It's the Campaign and YOU, Stupid: Clinton Ground Game Under Fire: You F**KED UP HILLARY

@ 08:21 PM (4 months, 9 days ago)

 

The political team that famously used the phrase “It’s the economy, stupid” to vault to victory in 1992 could be in need of a new mantra 15 years later: It’s the campaign, stupid.

Hillary Clinton has slipped from “inevitable” front-runner to second fiddle over the past two months, and political observers have chimed in with their take on what went wrong: No plan for after Super Tuesday. A poor caucus strategy. Her husband.

Leon Panetta, former White House chief of staff to Bill Clinton, is the latest Clinton loyalist to come out and criticize the campaign. And he suggests the problem was all of the above.

“It seems to me like they rolled the dice on Super Tuesday, thinking that would end it,” Panetta told The New York Observer. “And when it didn’t end it, they didn’t have a plan. And when it came to the caucus states, they did have a plan — which was to ignore them. I think those were serious mistakes.”
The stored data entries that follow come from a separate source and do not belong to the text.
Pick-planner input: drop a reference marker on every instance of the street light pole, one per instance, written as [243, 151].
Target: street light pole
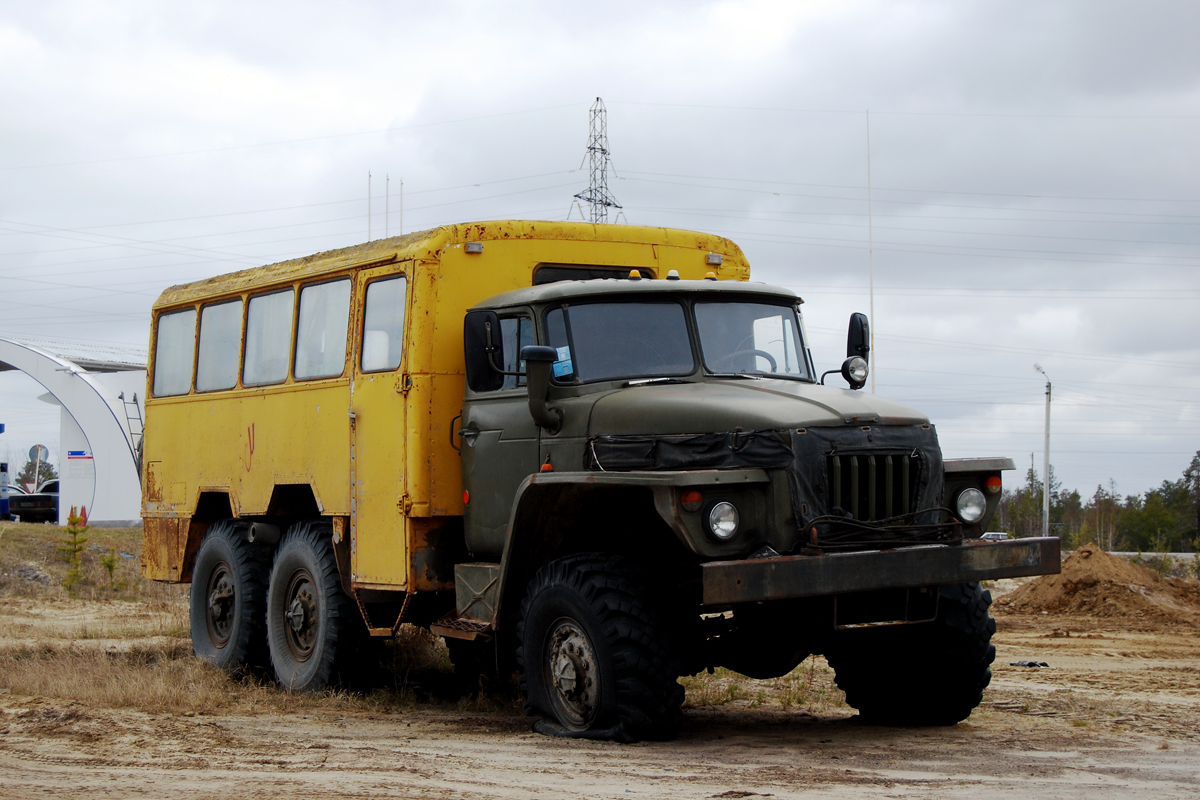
[1045, 463]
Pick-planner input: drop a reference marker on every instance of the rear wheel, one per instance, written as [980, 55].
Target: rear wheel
[312, 626]
[935, 672]
[594, 654]
[228, 600]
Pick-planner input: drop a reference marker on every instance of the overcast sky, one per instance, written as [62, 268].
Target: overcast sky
[1033, 169]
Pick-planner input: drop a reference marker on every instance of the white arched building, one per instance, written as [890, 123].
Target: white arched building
[101, 426]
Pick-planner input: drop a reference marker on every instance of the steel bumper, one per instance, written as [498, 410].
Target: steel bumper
[811, 576]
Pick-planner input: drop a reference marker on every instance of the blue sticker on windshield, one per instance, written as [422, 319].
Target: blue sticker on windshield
[563, 366]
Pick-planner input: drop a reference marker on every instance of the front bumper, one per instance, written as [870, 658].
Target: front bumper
[934, 565]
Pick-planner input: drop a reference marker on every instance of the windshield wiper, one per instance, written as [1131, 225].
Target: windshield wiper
[642, 382]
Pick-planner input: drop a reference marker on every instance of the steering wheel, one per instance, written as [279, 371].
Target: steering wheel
[771, 359]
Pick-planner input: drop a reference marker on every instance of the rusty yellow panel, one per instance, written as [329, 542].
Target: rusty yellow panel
[161, 548]
[445, 470]
[378, 541]
[395, 468]
[436, 546]
[249, 441]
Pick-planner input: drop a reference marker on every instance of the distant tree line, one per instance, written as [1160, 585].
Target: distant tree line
[1162, 519]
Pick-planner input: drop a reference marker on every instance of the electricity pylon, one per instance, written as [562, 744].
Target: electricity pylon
[598, 197]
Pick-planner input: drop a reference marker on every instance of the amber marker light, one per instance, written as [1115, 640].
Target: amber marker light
[691, 500]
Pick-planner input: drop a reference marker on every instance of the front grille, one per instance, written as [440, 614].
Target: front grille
[873, 487]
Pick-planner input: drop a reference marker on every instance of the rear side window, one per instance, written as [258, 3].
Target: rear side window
[174, 353]
[383, 325]
[322, 332]
[216, 366]
[268, 338]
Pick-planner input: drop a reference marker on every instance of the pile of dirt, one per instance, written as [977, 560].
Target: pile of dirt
[1098, 584]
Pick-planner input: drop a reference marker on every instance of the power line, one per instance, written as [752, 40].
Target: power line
[283, 142]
Since Feb. 5, when Barack Obama and Clinton ended the 22-state Super Tuesday marathon in a near-draw in terms of delegates, Obama has seized the lead in fundraising, contests won and total delegates. Clinton now is depending on a big comeback in the Ohio and Texas primaries next Tuesday, March 4, to turn the ship around.

Panetta put much of the blame on Clinton campaign strategist Mark Penn, comparing him to an old-school operative like Karl Rove who is “all about dividing people into smaller groups rather than taking the broader approach that was needed.”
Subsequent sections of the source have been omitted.